At train time, the KL divergence term drives $Q(z=\mu(X)+\epsilon \times\Sigma(X) | X)$ toward $N(0,I)$, where $\epsilon\sim N(0,I)$. It can't drive $Q(z|X)$ to exactly $N(0,I)$ because the reconstruction loss of the encoder/decoder pair would explode (the $Q(z|X)$ network would destroy all information about $X$).
Therefore when we run the system at "generator time" using only the decoder and sampling $z$ from $N(0,I)$, won't this poorly represent the training set because $Q(z|X)$ over the training set is too different from $N(0,I)$? For example $Q(z|X)$ might look like $N(0,2\times I)$, or it might even have some nonlinear hard-to-sample shape.
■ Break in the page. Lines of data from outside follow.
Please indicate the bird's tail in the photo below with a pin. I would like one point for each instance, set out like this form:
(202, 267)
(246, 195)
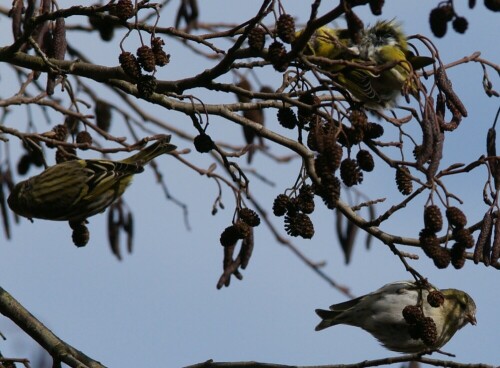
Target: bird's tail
(328, 318)
(158, 148)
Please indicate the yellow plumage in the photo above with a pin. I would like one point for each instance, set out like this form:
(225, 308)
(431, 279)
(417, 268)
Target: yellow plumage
(379, 45)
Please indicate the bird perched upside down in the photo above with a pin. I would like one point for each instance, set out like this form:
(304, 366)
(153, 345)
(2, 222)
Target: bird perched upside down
(75, 190)
(377, 46)
(383, 314)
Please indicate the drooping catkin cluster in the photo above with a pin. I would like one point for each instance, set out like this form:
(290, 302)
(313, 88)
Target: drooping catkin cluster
(463, 237)
(296, 211)
(420, 326)
(433, 221)
(241, 229)
(146, 58)
(441, 15)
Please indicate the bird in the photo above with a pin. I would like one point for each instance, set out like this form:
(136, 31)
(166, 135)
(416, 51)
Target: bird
(77, 189)
(383, 314)
(377, 46)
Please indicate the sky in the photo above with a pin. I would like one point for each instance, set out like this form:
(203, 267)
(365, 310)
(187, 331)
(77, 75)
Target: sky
(160, 306)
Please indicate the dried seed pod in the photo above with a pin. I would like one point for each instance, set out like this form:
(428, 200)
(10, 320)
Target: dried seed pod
(495, 250)
(429, 242)
(229, 236)
(103, 115)
(72, 123)
(16, 13)
(124, 9)
(315, 137)
(242, 228)
(130, 65)
(464, 237)
(146, 58)
(299, 224)
(429, 331)
(350, 173)
(286, 28)
(65, 154)
(483, 244)
(280, 205)
(287, 118)
(329, 190)
(203, 143)
(445, 85)
(456, 217)
(146, 86)
(403, 180)
(61, 132)
(376, 6)
(257, 38)
(433, 219)
(246, 249)
(457, 253)
(277, 56)
(106, 29)
(161, 57)
(305, 199)
(249, 216)
(439, 18)
(373, 131)
(365, 160)
(442, 258)
(59, 39)
(81, 234)
(460, 24)
(84, 137)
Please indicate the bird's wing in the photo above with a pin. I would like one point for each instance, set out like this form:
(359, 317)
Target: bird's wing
(103, 175)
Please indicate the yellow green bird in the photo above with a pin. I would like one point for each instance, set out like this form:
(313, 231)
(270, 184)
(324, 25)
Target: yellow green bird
(382, 314)
(75, 190)
(378, 45)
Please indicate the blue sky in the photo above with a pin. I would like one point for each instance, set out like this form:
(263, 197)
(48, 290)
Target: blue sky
(160, 305)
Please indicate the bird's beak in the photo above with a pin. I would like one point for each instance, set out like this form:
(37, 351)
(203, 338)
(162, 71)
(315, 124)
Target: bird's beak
(471, 318)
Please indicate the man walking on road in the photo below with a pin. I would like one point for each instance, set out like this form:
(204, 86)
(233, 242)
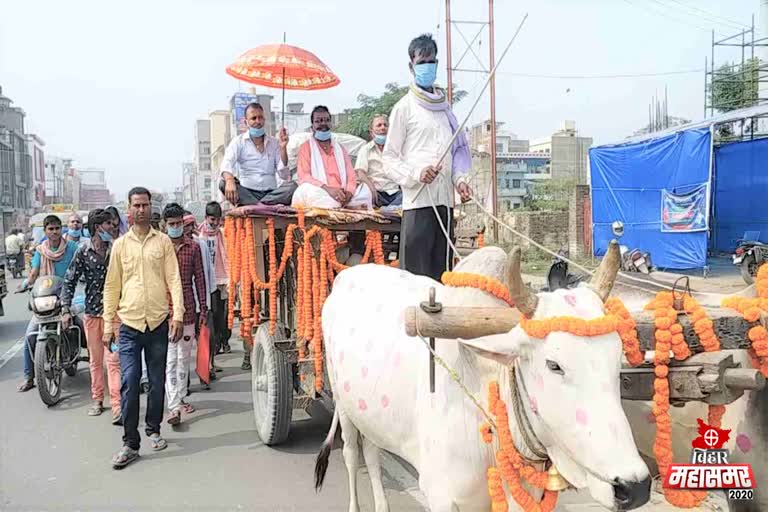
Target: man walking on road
(190, 261)
(52, 257)
(211, 234)
(420, 127)
(90, 262)
(142, 270)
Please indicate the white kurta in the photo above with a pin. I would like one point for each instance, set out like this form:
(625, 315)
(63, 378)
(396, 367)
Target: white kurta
(416, 139)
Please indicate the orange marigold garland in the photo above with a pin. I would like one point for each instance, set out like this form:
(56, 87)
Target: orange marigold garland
(540, 329)
(487, 284)
(272, 276)
(511, 465)
(702, 325)
(627, 329)
(317, 338)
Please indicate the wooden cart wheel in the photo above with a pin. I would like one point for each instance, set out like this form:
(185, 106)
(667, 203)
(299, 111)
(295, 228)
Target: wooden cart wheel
(272, 388)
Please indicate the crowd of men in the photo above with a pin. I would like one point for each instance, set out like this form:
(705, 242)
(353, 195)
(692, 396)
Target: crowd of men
(153, 292)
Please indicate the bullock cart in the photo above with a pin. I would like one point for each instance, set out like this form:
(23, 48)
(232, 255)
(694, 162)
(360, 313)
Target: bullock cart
(288, 370)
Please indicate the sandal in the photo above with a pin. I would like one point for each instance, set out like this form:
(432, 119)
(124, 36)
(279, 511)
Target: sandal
(96, 409)
(157, 443)
(125, 456)
(174, 419)
(26, 385)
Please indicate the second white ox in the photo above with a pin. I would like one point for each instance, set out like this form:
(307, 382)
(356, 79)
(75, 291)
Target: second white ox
(567, 387)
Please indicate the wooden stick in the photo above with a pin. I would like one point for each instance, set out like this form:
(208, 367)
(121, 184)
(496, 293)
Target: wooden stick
(455, 322)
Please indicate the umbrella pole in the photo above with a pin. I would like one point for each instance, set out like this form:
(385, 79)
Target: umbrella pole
(282, 114)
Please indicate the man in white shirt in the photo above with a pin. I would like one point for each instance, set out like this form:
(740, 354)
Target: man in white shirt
(370, 167)
(421, 126)
(253, 161)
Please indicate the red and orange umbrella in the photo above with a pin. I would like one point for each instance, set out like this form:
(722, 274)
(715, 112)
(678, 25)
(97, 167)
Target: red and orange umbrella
(282, 66)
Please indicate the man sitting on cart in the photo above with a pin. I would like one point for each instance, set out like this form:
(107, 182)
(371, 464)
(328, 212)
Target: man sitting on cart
(253, 161)
(326, 175)
(370, 166)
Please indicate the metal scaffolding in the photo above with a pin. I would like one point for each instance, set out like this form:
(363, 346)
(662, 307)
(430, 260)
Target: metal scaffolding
(478, 28)
(748, 72)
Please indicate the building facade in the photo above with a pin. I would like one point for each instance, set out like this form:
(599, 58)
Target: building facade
(15, 165)
(37, 153)
(568, 152)
(221, 130)
(203, 159)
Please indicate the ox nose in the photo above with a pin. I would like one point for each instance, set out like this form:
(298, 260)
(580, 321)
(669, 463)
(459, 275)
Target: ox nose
(631, 495)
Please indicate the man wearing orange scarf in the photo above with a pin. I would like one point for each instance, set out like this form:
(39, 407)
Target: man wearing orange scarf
(210, 233)
(52, 257)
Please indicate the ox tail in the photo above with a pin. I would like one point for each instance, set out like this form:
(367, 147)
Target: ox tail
(321, 464)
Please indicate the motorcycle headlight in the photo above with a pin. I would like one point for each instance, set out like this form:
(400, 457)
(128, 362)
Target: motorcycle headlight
(45, 304)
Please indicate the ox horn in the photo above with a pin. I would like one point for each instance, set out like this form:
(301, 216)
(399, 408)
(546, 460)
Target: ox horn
(603, 280)
(525, 300)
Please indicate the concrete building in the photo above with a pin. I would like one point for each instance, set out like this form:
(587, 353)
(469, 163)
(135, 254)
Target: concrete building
(15, 165)
(506, 142)
(516, 172)
(203, 159)
(35, 145)
(568, 151)
(221, 134)
(296, 120)
(240, 100)
(189, 182)
(56, 168)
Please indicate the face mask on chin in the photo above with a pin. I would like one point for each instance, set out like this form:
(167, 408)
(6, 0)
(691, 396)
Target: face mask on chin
(176, 232)
(323, 135)
(425, 74)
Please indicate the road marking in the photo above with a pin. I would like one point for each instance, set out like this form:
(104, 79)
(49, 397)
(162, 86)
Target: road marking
(12, 352)
(404, 477)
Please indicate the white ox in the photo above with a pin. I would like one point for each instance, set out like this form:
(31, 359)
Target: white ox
(569, 393)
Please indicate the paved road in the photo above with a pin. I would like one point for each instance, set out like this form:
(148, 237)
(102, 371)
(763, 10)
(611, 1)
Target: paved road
(58, 458)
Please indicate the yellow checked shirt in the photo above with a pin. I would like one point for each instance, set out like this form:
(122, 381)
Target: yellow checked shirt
(139, 277)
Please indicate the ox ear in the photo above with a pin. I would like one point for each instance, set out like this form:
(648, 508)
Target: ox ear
(502, 348)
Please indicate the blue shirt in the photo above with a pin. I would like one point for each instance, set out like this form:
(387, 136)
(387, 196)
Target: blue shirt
(59, 267)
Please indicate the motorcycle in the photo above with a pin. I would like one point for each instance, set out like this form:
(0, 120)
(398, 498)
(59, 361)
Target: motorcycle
(58, 350)
(632, 260)
(14, 267)
(558, 276)
(749, 255)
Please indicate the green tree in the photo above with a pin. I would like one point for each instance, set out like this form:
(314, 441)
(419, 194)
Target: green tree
(551, 194)
(735, 86)
(360, 117)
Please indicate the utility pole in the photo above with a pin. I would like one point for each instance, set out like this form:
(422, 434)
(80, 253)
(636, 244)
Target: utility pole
(450, 24)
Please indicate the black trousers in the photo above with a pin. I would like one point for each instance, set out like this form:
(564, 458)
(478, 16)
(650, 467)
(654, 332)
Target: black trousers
(246, 196)
(422, 243)
(219, 332)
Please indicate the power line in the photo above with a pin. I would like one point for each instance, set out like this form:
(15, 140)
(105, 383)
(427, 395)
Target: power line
(711, 16)
(600, 77)
(673, 18)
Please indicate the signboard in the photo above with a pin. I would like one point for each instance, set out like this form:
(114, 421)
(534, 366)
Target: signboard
(684, 213)
(240, 100)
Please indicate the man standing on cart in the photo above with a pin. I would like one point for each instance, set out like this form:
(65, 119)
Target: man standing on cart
(253, 161)
(421, 125)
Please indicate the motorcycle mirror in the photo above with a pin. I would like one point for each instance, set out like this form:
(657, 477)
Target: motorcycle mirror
(617, 228)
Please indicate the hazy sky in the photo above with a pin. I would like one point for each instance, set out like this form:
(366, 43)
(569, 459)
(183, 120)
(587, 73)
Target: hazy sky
(119, 84)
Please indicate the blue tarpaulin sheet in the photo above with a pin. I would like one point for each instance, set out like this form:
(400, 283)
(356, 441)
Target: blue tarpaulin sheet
(740, 183)
(628, 181)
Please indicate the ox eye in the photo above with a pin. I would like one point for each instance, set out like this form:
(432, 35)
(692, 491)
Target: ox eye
(554, 367)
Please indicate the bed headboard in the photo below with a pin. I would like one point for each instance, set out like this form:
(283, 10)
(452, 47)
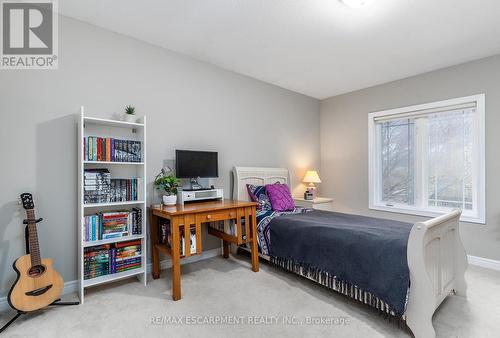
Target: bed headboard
(257, 176)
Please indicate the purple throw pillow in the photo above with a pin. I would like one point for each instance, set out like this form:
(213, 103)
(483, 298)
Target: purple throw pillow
(258, 194)
(280, 197)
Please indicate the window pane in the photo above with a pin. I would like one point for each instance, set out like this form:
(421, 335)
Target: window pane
(450, 159)
(397, 161)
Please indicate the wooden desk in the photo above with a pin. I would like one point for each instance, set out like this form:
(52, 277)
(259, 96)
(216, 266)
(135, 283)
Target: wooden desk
(182, 217)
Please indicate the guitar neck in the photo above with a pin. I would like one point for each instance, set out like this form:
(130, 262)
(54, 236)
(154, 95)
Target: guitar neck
(33, 238)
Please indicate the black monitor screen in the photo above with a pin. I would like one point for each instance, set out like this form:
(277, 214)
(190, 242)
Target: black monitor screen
(192, 164)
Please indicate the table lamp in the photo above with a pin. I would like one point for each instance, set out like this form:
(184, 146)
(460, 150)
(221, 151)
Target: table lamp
(311, 177)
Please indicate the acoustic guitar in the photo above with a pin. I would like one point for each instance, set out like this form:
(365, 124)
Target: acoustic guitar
(38, 284)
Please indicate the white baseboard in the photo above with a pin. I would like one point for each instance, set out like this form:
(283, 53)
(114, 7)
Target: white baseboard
(484, 262)
(72, 286)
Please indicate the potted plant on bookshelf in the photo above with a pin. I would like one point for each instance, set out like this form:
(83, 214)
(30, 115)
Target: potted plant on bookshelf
(129, 115)
(169, 183)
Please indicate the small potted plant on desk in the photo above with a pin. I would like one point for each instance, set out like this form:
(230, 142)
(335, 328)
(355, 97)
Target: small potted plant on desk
(169, 183)
(129, 115)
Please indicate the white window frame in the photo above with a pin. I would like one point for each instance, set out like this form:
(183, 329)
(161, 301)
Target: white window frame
(478, 214)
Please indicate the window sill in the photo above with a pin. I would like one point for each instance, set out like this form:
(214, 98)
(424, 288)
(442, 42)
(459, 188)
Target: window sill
(425, 213)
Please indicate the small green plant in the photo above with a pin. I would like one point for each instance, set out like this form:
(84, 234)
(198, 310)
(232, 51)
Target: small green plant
(130, 110)
(167, 182)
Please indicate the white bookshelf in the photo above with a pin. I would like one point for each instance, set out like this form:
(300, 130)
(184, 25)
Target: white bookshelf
(93, 126)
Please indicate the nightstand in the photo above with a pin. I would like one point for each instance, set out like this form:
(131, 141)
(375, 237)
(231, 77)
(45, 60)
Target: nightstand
(319, 203)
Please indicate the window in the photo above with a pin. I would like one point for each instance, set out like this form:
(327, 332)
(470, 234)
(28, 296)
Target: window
(429, 159)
edit1: To clarify and ask a more well defined question: If the distribution of Q(z|X) is significantly different from N(0,I), why do we sample from N(0,I) when generating samples? Won't this yield samples that poorly represent the training set?
edit2: Even more clarification. This image shows the 10 MNIST digits mapped into a 2D latent space. You can see it does not match $\mathcal{N}(0,I)$. This image is based on 2 latent dimensions and 2 hidden layer encoder, each with 500 nodes.